4.3 Alzheimer's Disease
Background: The amyloid cascade hypothesis has been a major driving theory in Alzheimer’s disease (AD) research for decades. This hypothesis posits that amyloid-beta peptide build-up in the brain is a primary cause of, as well as a biomarker for, the neurodegeneration found in AD. Despite several failed drug development efforts targeting amyloid-beta, the amyloid cascade remains a dominant theoretical paradigm in AD research. But how many failures are required before the limited human and material resources for AD research ought to be directed elsewhere? Although AD is currently without any impressive disease-modifying therapies, the fact of unmet clinical need is not sufficient to justify an infinite consumption of resources and patient burden in the face of limited demonstrated benefit.

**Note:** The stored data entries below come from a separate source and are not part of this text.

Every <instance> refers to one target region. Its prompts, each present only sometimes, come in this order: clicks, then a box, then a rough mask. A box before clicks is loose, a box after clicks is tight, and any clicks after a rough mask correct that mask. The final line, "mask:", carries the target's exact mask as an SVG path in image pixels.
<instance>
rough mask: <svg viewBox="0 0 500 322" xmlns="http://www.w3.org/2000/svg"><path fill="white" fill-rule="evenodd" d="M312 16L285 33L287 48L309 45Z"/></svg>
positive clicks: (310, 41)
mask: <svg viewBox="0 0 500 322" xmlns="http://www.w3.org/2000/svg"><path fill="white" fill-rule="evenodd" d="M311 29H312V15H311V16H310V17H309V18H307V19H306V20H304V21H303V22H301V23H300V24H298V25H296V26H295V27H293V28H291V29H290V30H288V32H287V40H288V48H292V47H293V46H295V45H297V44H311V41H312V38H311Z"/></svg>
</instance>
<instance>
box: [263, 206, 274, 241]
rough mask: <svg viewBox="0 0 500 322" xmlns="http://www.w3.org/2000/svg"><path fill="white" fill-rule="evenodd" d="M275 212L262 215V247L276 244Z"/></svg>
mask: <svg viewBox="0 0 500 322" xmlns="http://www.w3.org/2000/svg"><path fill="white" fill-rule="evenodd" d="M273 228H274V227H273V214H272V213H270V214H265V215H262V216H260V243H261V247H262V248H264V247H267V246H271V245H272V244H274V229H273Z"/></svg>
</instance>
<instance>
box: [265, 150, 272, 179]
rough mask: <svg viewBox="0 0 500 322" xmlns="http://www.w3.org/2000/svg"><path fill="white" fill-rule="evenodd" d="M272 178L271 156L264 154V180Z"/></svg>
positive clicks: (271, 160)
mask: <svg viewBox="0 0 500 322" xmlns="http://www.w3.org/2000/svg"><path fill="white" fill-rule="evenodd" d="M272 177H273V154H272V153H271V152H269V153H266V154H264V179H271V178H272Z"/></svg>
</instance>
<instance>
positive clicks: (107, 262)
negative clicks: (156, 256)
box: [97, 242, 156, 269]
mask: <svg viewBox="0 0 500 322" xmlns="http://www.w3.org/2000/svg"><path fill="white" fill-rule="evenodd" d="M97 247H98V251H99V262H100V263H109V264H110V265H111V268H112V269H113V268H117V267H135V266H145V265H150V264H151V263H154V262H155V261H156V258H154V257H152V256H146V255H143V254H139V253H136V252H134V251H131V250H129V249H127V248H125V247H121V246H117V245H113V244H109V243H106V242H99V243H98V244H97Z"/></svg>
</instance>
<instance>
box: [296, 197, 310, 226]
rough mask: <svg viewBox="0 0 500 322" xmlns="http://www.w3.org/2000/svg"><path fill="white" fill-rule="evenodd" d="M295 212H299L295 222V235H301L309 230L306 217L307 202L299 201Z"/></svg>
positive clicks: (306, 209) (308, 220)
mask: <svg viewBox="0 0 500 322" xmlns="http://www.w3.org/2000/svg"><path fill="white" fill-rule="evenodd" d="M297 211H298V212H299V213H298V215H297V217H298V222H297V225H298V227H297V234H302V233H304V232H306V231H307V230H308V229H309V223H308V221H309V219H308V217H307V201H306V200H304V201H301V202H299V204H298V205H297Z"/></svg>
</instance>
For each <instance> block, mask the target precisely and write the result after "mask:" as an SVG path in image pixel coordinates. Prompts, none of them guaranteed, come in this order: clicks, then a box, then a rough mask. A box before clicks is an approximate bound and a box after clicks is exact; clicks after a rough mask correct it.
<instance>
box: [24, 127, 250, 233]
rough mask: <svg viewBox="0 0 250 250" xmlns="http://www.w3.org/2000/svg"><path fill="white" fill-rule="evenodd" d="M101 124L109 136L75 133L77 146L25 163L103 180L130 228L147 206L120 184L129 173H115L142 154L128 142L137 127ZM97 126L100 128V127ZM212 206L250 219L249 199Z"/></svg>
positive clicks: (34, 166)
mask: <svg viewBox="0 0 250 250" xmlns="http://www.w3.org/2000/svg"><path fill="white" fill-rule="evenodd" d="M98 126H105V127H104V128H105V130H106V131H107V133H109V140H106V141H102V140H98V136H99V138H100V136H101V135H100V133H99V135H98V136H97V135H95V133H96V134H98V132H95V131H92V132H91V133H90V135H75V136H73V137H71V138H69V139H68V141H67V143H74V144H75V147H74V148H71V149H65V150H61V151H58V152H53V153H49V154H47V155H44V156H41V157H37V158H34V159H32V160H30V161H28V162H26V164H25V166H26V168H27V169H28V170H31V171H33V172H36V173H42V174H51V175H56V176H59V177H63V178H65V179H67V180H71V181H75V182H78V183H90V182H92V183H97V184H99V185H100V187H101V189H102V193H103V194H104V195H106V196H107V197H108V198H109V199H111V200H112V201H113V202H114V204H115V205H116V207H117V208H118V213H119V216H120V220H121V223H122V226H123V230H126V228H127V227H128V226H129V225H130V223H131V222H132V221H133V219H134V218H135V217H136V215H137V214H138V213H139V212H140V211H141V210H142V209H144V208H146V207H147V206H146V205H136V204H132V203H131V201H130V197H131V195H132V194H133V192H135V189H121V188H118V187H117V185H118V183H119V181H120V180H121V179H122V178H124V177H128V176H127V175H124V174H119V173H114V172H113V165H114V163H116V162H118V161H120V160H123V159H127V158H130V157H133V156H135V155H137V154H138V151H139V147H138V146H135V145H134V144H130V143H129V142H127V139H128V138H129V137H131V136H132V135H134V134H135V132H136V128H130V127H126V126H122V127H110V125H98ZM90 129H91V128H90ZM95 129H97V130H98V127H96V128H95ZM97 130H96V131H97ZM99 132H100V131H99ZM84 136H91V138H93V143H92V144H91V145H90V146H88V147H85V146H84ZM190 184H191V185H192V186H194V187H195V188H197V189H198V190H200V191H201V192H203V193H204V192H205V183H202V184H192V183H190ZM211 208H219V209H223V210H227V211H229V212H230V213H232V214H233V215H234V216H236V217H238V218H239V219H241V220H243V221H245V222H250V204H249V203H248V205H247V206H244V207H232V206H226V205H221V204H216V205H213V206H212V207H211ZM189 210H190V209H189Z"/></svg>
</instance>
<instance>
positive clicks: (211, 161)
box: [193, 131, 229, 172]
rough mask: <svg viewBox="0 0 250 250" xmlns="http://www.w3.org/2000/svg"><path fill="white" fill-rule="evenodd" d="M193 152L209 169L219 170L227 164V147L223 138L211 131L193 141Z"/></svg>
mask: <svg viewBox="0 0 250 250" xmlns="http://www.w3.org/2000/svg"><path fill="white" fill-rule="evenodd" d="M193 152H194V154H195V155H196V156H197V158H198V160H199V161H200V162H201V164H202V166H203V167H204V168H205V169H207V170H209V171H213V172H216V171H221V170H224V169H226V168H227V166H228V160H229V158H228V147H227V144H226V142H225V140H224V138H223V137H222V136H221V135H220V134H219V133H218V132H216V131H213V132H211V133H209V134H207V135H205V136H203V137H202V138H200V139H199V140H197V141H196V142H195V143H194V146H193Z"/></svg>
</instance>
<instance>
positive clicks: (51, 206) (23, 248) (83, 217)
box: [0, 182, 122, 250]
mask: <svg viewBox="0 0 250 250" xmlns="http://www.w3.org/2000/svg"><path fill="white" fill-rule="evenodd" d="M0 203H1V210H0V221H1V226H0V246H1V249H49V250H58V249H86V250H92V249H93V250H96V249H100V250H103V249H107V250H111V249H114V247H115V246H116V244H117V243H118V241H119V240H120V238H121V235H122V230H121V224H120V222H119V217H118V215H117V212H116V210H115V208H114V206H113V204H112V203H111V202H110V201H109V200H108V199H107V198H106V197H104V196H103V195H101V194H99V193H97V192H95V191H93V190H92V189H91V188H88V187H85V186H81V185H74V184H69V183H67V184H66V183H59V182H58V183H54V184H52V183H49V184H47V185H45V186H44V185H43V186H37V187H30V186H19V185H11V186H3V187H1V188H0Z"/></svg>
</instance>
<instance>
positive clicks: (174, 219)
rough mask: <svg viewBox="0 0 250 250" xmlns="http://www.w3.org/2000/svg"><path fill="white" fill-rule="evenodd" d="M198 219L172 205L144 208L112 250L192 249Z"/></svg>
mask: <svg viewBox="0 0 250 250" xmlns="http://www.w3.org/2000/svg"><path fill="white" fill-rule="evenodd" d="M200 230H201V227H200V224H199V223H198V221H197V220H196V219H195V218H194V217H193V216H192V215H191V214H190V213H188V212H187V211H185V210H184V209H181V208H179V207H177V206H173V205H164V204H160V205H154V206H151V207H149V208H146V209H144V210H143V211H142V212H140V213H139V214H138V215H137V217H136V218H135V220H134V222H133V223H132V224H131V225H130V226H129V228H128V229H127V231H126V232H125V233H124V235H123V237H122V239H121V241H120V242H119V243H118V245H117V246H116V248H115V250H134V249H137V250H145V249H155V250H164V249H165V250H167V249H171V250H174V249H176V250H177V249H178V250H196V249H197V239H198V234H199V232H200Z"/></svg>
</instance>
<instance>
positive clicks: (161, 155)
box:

Aim: To map the research portfolio of amyloid-centric pharmaceuticals for Alzheimer’s disease, providing a comprehensive picture of the complete cost and benefit associated with the amyloid cascade hypothesis. We hypothesize that there will be considerable evidence of waste and poor uptake of evidence across the amyloid-centric AD research portfolio.
Approach: We will conduct a systematic literature search of Medline, Embase, and Clinicaltrials.gov for clinical trials of amyloid-beta targeting pharmaceuticals as a treatment for AD. The resulting reports and registration records will be extracted for demographics, clinical characteristics, study design properties, and outcome data. We will then perform a descriptive analysis of research and reporting activities, statistical meta-analysis of outcomes and data trends, and AERO graphing to chart the evolution of evidence for and against the amyloid-beta hypothesis, as well as the evidence supporting particular diagnostic methods for assaying a patient’s amyloid-beta accumulation and its correlation with disease progression.
A pilot search for this protocol identified 46 amyloid-centric agents and 154 registered trials of these agents on Clinicaltrials.gov.